Fine. As far as the OPA knew, Isobel didn’t exist anyway. She didn’t need to go on the record about anything related to Paradise Mile.
I jerked my jacket on, zipped it halfway up. “Help yourself to anything in the fridge. If it’s in a Tupperware, it’s probably a potion, so steer clear of that. Food’s in wrappers. Clean towels in the linen closet if you want to shower.”
She nodded, pulled the sheets tighter around her, hugged the pillow hard.
Isobel was scared. And who could blame her? As soon as the afterglow wore off, reality set in, and reality was one ugly motherfucker.
“Ander isn’t going to get your contract back, Isobel,” I said. “You’re going to be fine.”
Another nod.
I didn’t like having to leave her, but my phone was buzzing again.
One more kiss and I was out the door.
An hour later found me standing in Fritz’s office, feeling like a kid who’d been sent to the principal’s office.
“Let me get this straight.” He pushed back from his desk, extended his leg, and rubbed his thigh as though it were cramping. It probably was. The prosthesis made him stiff if he sat for very long, and I’d interrupted a string of phone conferences with my tardiness. “You returned to Paradise Mile to investigate a case we’d already closed.”
“Technically, I returned to attend a memorial.”

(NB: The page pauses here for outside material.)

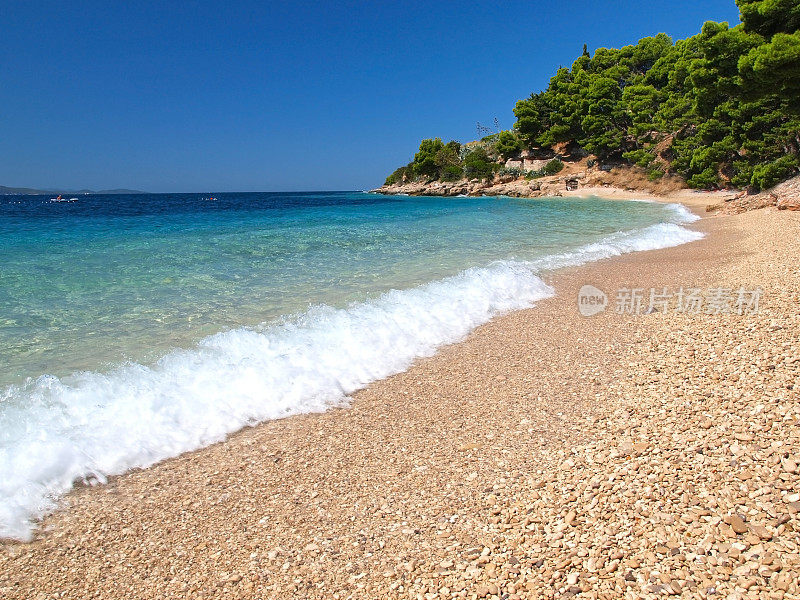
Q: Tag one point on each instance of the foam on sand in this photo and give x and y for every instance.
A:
(54, 432)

“Without notifying anyone.”
“The invitation was sent to me personally, and as you said, the investigation was closed. I didn’t have to notify anyone.”
He drummed his pen on the desk blotter. “Okay. So there was trouble at Paradise Mile.”
“The house came alive. The residents were animated dead, or…something. The canyon was closed off by some strange fog, but I managed to escape.”
Fritz would be able to tell I was leaving a lot out, but it was hard to get any deeper than that without mentioning Isobel.
I wasn’t telling him about the anointed butcher’s knife, either. The OPA would want to seize it as evidence. Once something disappeared into our storage rooms, it never came out again. And I wasn’t going to surrender my only weapon to fight Ander.
“I’m not really surprised things went south at Paradise Mile, to be honest,” Fritz said. “The orderly’s body disappeared from our morgue yesterday morning. I’d sent a team to investigate the retirement village and they couldn’t even locate the canyon.”
“The road is gone?”
“The entire canyon is gone. You know, if you’d reported your invitation to the memorial, I could have sent a team to investigate with you. As it is, there’s nothing left to investigate now. No body, no house, no canyon.”
“Damn.”
“We’ll reopen the case for further investigation. See if we can dig anything up. I’m not going to assign you to it for safety reasons. Obviously, they wanted to contact you specifically; you may be some kind of target. You’ll stay on deskwork for the near future.”